200 deaths from fentanyl every day in America
Things are falling apart, and the center cannot hold. Everywhere the ceremony of innocence is drowned.
Yet on Friday night I was in a room full of people who have worked countless hours to help the most vulnerable of children — for free — because it is the right thing to do and is desperately needed. Every child deserves to be seen and cared for.
Today our family celebrates the start of Advent. Carved into the our wooden wreath are the words: Hope, Peace, Joy, and Love. Whatever rough beast slouches toward Bethlehem must be met with the light of these words.
Advent is always about the child whose dignity we are called honor.
And it is by this work that we are all saved.

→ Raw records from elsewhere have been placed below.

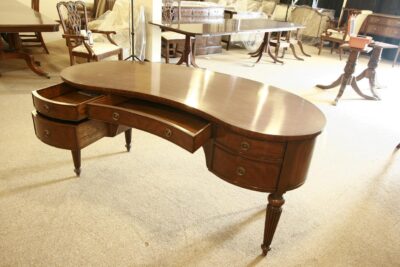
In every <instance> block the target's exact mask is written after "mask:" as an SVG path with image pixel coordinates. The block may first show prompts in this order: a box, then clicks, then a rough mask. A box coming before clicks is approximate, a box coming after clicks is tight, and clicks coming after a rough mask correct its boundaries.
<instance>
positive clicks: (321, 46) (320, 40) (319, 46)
mask: <svg viewBox="0 0 400 267" xmlns="http://www.w3.org/2000/svg"><path fill="white" fill-rule="evenodd" d="M323 43H324V40H323V39H322V38H321V40H320V42H319V50H318V55H321V50H322V45H323Z"/></svg>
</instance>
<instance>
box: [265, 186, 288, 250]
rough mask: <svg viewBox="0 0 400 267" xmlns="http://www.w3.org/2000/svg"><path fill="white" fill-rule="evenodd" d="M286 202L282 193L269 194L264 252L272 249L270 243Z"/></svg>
mask: <svg viewBox="0 0 400 267" xmlns="http://www.w3.org/2000/svg"><path fill="white" fill-rule="evenodd" d="M284 203H285V199H284V198H283V196H282V194H274V193H272V194H269V196H268V206H267V215H266V217H265V228H264V241H263V243H262V245H261V249H262V254H263V255H264V256H266V255H267V253H268V251H269V250H270V249H271V248H270V245H271V242H272V238H273V237H274V234H275V230H276V226H277V225H278V222H279V218H280V217H281V213H282V205H283V204H284Z"/></svg>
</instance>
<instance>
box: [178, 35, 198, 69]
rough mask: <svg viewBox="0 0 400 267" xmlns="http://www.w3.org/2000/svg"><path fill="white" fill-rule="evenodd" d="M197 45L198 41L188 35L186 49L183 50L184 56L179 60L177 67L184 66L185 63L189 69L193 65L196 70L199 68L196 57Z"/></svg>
mask: <svg viewBox="0 0 400 267" xmlns="http://www.w3.org/2000/svg"><path fill="white" fill-rule="evenodd" d="M195 44H196V39H195V38H191V37H190V36H189V35H186V37H185V48H184V49H183V53H182V56H181V58H180V59H179V61H178V63H176V65H182V64H183V63H185V64H186V66H187V67H189V66H190V65H192V66H193V67H195V68H198V67H199V66H198V65H197V64H196V59H195V57H194V53H195V51H194V50H195Z"/></svg>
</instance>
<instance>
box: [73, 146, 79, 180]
mask: <svg viewBox="0 0 400 267" xmlns="http://www.w3.org/2000/svg"><path fill="white" fill-rule="evenodd" d="M71 153H72V159H73V160H74V167H75V169H74V172H75V174H76V176H79V175H80V174H81V150H80V149H78V150H71Z"/></svg>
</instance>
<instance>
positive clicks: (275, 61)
mask: <svg viewBox="0 0 400 267" xmlns="http://www.w3.org/2000/svg"><path fill="white" fill-rule="evenodd" d="M270 40H271V33H270V32H266V33H265V34H264V39H263V41H262V43H261V45H260V46H259V47H258V49H257V50H256V51H255V52H252V53H249V55H250V56H251V57H256V58H257V61H256V62H255V64H257V63H258V62H260V60H261V58H262V56H263V53H264V52H265V51H266V52H268V55H269V56H270V57H271V58H272V59H273V60H274V63H276V62H278V63H281V64H283V61H282V60H279V59H277V58H276V57H275V55H273V54H272V52H271V46H270V44H269V42H270Z"/></svg>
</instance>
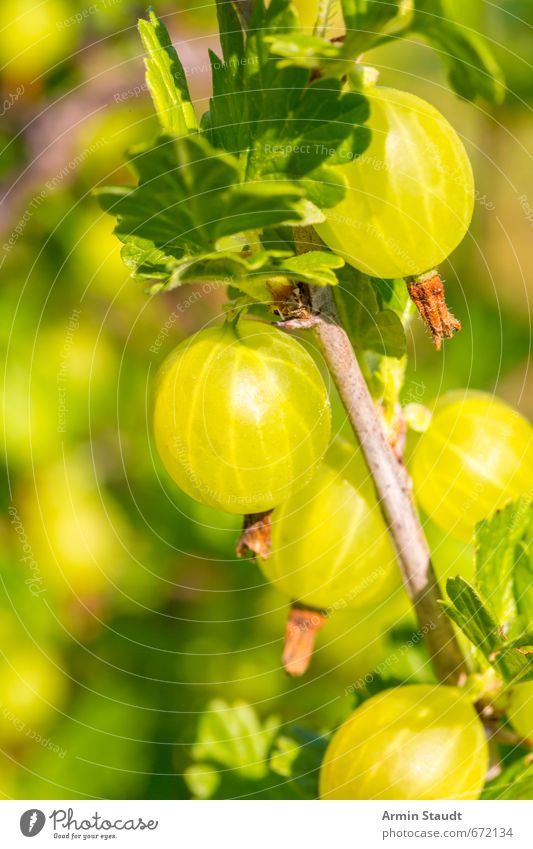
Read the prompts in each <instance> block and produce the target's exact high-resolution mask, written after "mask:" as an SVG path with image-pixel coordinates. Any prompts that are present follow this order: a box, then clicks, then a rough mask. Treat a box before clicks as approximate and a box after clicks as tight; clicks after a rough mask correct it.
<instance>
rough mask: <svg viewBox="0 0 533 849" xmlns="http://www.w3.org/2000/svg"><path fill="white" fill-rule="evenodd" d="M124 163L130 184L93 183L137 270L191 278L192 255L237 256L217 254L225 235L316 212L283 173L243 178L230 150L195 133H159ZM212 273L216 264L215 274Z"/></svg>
mask: <svg viewBox="0 0 533 849" xmlns="http://www.w3.org/2000/svg"><path fill="white" fill-rule="evenodd" d="M131 164H132V166H133V167H134V170H135V172H136V173H137V175H138V178H139V185H138V186H137V187H135V188H133V189H132V188H113V187H111V188H105V189H99V190H97V192H96V194H97V196H98V199H99V201H100V204H101V206H102V207H103V208H104V209H105V210H106V211H107V212H109V213H111V214H112V215H115V216H116V217H117V222H118V223H117V227H116V230H115V232H116V234H117V236H118V237H119V239H121V241H123V242H124V243H125V246H126V247H125V249H124V252H123V255H124V259H125V261H126V262H127V264H128V267H130V268H131V269H132V270H133V271H134V273H135V274H136V275H137V276H139V277H143V278H147V277H154V278H156V279H158V280H165V279H168V280H171V281H172V285H178V284H179V283H180V282H182V280H183V279H185V278H187V279H190V273H189V270H190V267H191V263H193V262H202V263H204V265H205V264H206V263H209V262H213V261H214V262H215V263H218V264H219V265H220V264H222V265H223V266H224V265H227V264H228V263H229V264H231V263H232V262H233V263H234V264H235V263H239V257H238V253H235V255H234V256H230V257H228V255H227V252H222V255H221V256H220V257H217V256H216V251H217V247H218V245H219V243H220V242H221V240H223V239H224V238H225V237H229V236H234V235H237V234H239V233H242V232H244V231H246V230H253V229H257V230H262V229H264V228H265V227H267V228H268V227H278V226H282V225H289V224H290V225H296V224H305V223H316V222H317V221H320V220H323V215H322V213H321V212H320V211H319V210H318V209H317V208H316V207H315V206H313V205H312V204H311V203H310V202H309V201H308V200H306V198H305V196H304V195H305V192H304V189H303V188H302V187H301V186H298V185H296V184H295V183H293V182H291V181H288V180H283V181H282V180H256V181H254V182H251V181H249V182H246V183H243V182H241V173H240V167H239V163H238V161H237V160H236V158H235V157H233V156H232V155H231V154H228V153H226V152H224V151H218V150H215V149H214V148H213V147H212V146H211V145H210V144H209V143H208V141H207V140H206V139H205V138H202V137H200V136H197V135H191V136H186V137H183V138H181V139H172V138H169V137H165V136H163V137H162V138H161V139H160V140H159V142H158V143H157V144H156V145H154V146H152V147H149V148H142V149H140V150H138V151H137V152H136V153H134V155H133V156H132V159H131ZM219 260H220V262H219ZM257 262H258V260H257V259H252V260H250V263H251V264H252V265H253V264H254V263H257ZM219 276H220V274H219V272H218V271H217V275H216V278H214V279H218V278H219ZM203 279H205V276H204V277H203Z"/></svg>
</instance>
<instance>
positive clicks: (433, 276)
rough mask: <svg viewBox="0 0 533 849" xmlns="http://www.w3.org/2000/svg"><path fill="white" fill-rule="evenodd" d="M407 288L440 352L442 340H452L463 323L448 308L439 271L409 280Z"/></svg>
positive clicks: (422, 275)
mask: <svg viewBox="0 0 533 849" xmlns="http://www.w3.org/2000/svg"><path fill="white" fill-rule="evenodd" d="M407 288H408V290H409V295H410V296H411V300H412V301H413V303H414V304H415V306H416V308H417V310H418V312H419V313H420V315H421V316H422V318H423V319H424V322H425V324H426V326H427V327H428V328H429V331H430V333H431V336H432V338H433V344H434V345H435V348H436V350H437V351H440V349H441V347H442V340H443V339H450V338H451V337H452V336H453V334H454V333H457V332H458V331H459V330H460V329H461V322H460V321H458V320H457V319H456V318H455V317H454V316H453V315H452V314H451V312H450V311H449V309H448V307H447V306H446V298H445V295H444V283H443V280H442V277H441V276H440V274H439V273H438V271H428V272H427V274H421V275H419V276H418V277H411V278H409V279H408V280H407Z"/></svg>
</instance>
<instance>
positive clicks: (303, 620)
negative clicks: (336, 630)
mask: <svg viewBox="0 0 533 849" xmlns="http://www.w3.org/2000/svg"><path fill="white" fill-rule="evenodd" d="M326 618H327V617H326V614H325V613H323V612H322V611H321V610H316V609H314V608H312V607H303V606H302V605H300V604H298V603H294V604H292V605H291V609H290V612H289V618H288V619H287V627H286V629H285V645H284V648H283V657H282V662H283V668H284V670H285V672H286V673H287V675H293V676H295V677H297V676H299V675H303V674H304V673H305V672H307V669H308V667H309V664H310V662H311V658H312V656H313V648H314V645H315V637H316V633H317V631H319V630H320V629H321V628H322V627H323V626H324V624H325V622H326Z"/></svg>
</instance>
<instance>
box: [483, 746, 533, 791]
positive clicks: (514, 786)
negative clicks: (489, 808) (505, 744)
mask: <svg viewBox="0 0 533 849" xmlns="http://www.w3.org/2000/svg"><path fill="white" fill-rule="evenodd" d="M481 798H482V799H517V800H518V799H529V800H530V799H533V759H532V757H531V755H527V756H526V757H524V758H520V760H518V761H515V762H514V763H513V764H511V766H509V767H507V769H505V770H503V772H502V773H501V774H500V775H499V776H498V777H497V778H495V779H494V780H493V781H490V782H489V783H488V784H486V785H485V789H484V790H483V793H482V794H481Z"/></svg>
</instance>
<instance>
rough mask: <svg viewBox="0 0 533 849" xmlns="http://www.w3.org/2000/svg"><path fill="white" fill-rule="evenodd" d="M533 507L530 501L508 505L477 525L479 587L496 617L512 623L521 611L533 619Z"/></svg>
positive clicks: (483, 595) (524, 499)
mask: <svg viewBox="0 0 533 849" xmlns="http://www.w3.org/2000/svg"><path fill="white" fill-rule="evenodd" d="M532 527H533V504H532V503H531V502H529V501H528V499H527V498H521V499H519V500H518V501H516V502H511V503H510V504H507V506H506V507H504V508H503V510H498V511H497V512H496V513H495V514H494V516H492V518H490V519H485V520H483V521H482V522H479V523H478V524H477V525H476V585H477V587H478V589H479V591H480V593H481V595H482V596H483V597H484V598H485V599H486V604H487V607H488V609H489V610H490V612H491V613H492V615H493V617H494V618H495V619H496V620H497V621H498V622H504V623H507V622H510V621H511V620H512V619H513V618H514V617H515V616H516V615H517V613H518V612H519V610H518V604H517V598H518V599H519V604H520V612H522V613H524V614H526V615H527V614H529V616H530V621H531V620H532V619H533V603H532V602H533V598H532V595H533V592H532V589H531V584H530V583H528V582H529V581H530V580H531V576H532V572H533V566H532V564H531V561H530V559H529V556H528V554H529V552H528V543H530V541H531V529H532Z"/></svg>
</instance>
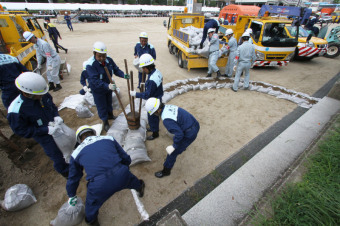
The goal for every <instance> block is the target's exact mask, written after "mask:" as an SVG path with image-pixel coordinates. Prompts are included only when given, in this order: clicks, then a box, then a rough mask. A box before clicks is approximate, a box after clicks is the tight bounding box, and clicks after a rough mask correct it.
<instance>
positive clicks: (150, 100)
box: [145, 98, 200, 178]
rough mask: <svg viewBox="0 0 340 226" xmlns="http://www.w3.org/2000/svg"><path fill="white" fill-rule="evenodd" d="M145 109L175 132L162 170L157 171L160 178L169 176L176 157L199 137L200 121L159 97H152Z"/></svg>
mask: <svg viewBox="0 0 340 226" xmlns="http://www.w3.org/2000/svg"><path fill="white" fill-rule="evenodd" d="M145 109H146V110H147V111H148V113H149V114H150V115H152V114H155V115H158V116H160V117H161V118H162V120H163V124H164V127H165V128H166V129H167V130H168V131H169V132H170V133H171V134H174V138H173V144H172V145H170V146H168V147H167V148H166V152H167V153H168V154H167V156H166V160H165V162H164V164H163V166H164V168H163V170H162V171H159V172H156V173H155V176H156V177H158V178H161V177H164V176H169V175H170V172H171V169H172V168H173V166H174V164H175V162H176V158H177V156H178V155H180V154H182V152H183V151H185V150H186V149H187V147H188V146H189V145H190V144H191V143H192V142H194V140H195V139H196V137H197V134H198V131H199V130H200V125H199V123H198V121H197V120H196V119H195V118H194V116H192V115H191V114H190V113H189V112H187V111H186V110H184V109H182V108H180V107H177V106H175V105H164V104H162V103H161V102H160V100H159V99H157V98H150V99H148V100H147V101H146V103H145Z"/></svg>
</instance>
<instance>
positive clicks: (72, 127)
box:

https://usafacts.org/articles/are-fentanyl-overdose-deaths-rising-in-the-us/#:~:text=In%202022%2C%2073%2C654%20people%20died,%2Dyear%20growth%20at%204.3%25.
First I have to say that 50 mg oxycontin a day for a 14 yr old is malpractice! Yes the mess we are in is a result of selfish greed. I am in awe and hold in prayer those that are called to stand in the gap for the innocents. Your dedication, commitment, and passion are inspiring! Congratulations on your poetry recognition for the Catholic literary arts.